In-person Learning

Transition Home Program

In mid-2019, WIND launched its first in-person course at a recovery home for women on Chicago’s near west side. This initial course blossomed into four regularly offered multi-week programs: Essential Skills, Money Matters, Designing Your Future, and Writing for Empowerment. At the end of each course, participants receive a Certificate of Achievement and a letter to show a judge or parole officer their determination to turn their lives around.

Special Topics

Supplementing the core programs are 1-2 week sessions focusing on topics of particular interest to the women we serve and led by experts from various fields. For example, WIND has offered special sessions on Housing Opportunities, Ethics in the Workplace, and Women’s Health (“Taking Care of Your Lady Parts”).
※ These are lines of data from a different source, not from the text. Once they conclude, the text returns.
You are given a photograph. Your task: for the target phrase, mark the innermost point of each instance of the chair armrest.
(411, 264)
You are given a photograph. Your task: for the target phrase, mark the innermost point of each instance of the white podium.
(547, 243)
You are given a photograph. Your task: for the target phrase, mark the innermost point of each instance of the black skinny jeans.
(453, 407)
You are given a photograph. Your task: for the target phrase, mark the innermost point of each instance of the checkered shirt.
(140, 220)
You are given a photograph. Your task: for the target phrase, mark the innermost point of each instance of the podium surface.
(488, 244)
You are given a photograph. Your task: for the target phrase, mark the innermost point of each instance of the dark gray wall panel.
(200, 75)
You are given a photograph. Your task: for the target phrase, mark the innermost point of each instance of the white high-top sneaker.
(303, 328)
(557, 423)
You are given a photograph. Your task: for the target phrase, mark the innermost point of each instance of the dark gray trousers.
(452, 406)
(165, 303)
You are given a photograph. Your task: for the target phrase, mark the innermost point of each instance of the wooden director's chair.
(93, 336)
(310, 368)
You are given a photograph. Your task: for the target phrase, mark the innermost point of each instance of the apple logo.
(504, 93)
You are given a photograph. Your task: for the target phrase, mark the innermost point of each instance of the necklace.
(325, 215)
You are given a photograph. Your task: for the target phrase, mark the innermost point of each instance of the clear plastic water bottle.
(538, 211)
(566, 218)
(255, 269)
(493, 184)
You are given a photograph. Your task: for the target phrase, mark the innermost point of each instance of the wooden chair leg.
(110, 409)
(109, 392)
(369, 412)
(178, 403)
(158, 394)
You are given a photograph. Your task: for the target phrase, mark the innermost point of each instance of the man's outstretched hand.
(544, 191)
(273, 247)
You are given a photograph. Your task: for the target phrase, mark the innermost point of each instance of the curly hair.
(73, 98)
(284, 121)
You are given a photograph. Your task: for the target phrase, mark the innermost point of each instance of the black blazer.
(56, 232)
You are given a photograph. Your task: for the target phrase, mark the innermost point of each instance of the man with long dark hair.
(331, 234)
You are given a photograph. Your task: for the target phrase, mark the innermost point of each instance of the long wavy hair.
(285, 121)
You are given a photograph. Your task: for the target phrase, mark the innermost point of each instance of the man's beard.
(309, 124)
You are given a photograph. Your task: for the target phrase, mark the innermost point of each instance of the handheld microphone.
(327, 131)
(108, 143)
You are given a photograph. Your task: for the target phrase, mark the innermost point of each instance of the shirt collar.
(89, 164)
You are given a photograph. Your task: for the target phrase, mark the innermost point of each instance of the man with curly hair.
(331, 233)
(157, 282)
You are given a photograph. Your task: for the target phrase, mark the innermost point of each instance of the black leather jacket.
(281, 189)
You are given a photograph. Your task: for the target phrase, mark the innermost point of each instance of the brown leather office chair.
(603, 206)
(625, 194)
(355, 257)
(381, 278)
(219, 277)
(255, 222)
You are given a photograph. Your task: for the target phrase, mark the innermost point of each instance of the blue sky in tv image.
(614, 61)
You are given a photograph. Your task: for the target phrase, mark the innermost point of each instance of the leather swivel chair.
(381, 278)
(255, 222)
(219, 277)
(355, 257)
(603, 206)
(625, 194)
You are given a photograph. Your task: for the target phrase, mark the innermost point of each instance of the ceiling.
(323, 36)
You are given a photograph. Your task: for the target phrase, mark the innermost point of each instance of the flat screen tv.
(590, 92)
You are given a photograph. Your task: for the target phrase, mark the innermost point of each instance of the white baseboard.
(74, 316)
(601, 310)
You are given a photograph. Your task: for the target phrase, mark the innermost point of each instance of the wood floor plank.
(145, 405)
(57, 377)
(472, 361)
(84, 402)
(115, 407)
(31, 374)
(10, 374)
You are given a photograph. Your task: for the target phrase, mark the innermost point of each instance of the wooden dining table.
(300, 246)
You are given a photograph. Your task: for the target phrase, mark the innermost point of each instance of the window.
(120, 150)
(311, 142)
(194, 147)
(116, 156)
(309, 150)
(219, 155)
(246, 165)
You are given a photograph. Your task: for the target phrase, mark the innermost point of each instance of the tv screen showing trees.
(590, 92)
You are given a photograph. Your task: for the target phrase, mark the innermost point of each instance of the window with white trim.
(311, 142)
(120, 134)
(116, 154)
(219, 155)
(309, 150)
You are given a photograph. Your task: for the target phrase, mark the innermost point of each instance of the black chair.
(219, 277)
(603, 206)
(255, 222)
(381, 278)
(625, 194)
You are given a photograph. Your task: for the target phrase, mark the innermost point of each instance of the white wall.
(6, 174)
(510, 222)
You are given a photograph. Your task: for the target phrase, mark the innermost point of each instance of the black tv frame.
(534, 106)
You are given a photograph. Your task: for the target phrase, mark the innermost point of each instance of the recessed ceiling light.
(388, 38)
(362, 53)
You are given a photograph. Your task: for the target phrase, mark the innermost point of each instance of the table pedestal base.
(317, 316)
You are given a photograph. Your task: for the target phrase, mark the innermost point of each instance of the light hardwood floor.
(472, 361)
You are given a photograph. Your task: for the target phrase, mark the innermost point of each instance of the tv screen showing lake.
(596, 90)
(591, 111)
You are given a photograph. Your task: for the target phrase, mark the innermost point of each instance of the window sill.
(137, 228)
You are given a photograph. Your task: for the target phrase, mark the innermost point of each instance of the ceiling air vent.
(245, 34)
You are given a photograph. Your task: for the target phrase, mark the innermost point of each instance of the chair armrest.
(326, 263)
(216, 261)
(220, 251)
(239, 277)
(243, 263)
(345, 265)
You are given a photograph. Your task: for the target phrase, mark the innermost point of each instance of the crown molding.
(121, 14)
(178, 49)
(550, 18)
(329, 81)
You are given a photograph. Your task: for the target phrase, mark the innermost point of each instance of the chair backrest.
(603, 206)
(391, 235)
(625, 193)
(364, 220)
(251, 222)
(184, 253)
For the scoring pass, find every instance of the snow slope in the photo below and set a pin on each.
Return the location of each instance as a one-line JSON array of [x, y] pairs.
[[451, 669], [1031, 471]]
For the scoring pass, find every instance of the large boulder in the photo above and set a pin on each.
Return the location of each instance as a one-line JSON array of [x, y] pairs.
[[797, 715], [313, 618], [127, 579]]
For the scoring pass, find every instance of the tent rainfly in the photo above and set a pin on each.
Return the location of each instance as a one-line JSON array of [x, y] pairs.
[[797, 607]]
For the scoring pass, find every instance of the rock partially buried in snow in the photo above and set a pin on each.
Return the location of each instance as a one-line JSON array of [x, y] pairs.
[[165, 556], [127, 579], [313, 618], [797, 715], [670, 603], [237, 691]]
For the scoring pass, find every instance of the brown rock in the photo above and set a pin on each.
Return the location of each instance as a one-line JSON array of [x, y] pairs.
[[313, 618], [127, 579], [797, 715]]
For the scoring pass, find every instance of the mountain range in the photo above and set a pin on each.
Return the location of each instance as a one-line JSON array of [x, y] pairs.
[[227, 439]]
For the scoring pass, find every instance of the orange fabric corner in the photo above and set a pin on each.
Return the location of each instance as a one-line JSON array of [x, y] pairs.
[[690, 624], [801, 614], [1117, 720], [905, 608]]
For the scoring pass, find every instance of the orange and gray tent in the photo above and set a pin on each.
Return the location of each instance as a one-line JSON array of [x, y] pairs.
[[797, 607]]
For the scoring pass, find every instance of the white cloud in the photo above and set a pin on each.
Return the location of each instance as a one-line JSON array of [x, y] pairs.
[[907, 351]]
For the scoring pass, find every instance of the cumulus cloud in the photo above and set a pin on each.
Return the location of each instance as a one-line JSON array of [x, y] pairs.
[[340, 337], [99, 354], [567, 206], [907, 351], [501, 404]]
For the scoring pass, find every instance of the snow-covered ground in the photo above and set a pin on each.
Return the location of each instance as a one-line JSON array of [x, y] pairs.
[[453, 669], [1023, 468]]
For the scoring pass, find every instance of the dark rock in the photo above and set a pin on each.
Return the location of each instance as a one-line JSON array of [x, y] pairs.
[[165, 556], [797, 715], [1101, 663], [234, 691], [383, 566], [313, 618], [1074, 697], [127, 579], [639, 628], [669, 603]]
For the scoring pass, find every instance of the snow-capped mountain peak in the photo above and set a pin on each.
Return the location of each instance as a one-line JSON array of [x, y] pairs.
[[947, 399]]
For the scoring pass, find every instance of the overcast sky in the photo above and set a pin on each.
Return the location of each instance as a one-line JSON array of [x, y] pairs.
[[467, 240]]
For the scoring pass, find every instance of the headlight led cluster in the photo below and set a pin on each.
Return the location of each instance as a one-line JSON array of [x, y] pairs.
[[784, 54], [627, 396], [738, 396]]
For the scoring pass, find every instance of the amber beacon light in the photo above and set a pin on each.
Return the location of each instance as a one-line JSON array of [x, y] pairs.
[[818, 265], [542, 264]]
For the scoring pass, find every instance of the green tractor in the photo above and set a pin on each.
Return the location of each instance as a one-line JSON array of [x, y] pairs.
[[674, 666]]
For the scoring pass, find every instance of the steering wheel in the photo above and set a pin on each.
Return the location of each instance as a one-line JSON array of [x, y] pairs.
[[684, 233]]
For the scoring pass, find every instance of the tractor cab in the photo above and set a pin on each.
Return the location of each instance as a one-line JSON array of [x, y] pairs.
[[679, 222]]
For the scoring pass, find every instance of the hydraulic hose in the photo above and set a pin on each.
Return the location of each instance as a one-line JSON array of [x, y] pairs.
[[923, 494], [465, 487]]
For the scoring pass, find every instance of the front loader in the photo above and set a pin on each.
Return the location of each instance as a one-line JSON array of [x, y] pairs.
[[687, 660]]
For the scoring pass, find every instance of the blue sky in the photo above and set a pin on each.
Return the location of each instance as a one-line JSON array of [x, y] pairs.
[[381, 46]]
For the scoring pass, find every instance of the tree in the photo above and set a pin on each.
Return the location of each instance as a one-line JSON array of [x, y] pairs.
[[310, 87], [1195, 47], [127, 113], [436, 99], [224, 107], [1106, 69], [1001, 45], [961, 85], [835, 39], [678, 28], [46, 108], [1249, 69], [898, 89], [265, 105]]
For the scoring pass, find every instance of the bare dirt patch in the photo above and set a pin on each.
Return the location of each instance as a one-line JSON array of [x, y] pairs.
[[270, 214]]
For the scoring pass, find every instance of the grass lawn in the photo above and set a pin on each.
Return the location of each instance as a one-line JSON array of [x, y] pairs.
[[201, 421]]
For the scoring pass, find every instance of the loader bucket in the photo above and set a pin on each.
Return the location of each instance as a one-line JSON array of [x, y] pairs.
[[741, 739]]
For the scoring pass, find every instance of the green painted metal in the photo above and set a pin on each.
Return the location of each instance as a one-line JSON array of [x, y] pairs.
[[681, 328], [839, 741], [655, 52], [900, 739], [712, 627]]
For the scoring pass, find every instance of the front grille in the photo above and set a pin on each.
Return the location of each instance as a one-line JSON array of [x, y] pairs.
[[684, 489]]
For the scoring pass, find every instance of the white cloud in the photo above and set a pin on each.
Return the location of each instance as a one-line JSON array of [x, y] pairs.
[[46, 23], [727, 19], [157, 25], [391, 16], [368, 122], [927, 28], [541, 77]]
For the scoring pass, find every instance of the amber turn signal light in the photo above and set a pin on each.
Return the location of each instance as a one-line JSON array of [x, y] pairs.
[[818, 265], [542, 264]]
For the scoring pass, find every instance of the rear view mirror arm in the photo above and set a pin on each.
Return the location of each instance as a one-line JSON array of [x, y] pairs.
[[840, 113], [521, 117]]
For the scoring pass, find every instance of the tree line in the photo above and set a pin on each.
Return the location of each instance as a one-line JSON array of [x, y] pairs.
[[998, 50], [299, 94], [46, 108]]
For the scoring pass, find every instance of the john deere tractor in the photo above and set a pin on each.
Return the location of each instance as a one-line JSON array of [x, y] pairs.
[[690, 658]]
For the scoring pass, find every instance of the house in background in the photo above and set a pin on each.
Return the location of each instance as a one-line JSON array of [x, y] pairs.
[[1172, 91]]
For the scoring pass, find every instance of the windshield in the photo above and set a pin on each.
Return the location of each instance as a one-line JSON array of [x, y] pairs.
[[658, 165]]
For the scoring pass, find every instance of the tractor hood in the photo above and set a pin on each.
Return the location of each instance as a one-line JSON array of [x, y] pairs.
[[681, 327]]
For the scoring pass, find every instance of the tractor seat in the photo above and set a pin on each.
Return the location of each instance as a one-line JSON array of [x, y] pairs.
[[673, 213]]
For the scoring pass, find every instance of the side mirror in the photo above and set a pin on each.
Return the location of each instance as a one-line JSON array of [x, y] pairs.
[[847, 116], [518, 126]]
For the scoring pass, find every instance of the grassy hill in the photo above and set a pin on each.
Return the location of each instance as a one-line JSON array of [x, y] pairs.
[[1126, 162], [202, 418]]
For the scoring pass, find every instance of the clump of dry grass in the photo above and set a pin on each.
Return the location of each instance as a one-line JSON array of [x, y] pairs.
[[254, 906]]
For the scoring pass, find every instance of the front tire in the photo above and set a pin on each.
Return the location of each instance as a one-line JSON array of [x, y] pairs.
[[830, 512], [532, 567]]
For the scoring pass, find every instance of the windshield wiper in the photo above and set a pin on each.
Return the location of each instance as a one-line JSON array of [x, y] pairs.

We are always open to suggestions for these from our partners and volunteers.

WIND's special sessions include information on the #1 concern for our transition home participants: Finding affordable Housing.

WIND Community-based Workshops (CBW)

In 2023, WIND launched its newest initiative, CBW. These half-day sessions at our various partner sites are intended to offer services to system-impacted women who are living in the community, not in a reentry facility or transition program. We modify our current curriculum and create new topics that help support women in reentry, the vast majority of whom return to their home communities and need additional services to reduce recidivism.

Community-based Workshops are intended for women who are not residing in a facility, but living on their own and are in need of support because they are at-risk or are formerly incarcerated.

According to The Chicago Reentry Report, 90% of the individuals paroled in Chicago move in with relatives. Only 5% move into transitional housing programs. Every year thousands of women return to incarceration because they don’t have a way to address the root causes that sent them there: trauma/low self-esteem leading to substance abuse with few chances to get therapeutic support plus lack of skills which limits their ability to earn a living wage. Female parolees have greater difficulty obtaining employment and housing than males and are at greater risk of living without homes. Women of color, particularly Black women, face the highest levels of unemployment and homelessness. (Nowhere to Go: Homelessness among formerly incarcerated people, Lucius Couloute, August 2018)

With this data, we saw a large group of women who are not identified as needing services because they are not affiliated with a residential program, but would benefit from the WIND Program. This WIND’s CBW was started to address this need.

WIND's special sessions include information on the #1 concern for our transition home participants: Finding affordable Housing.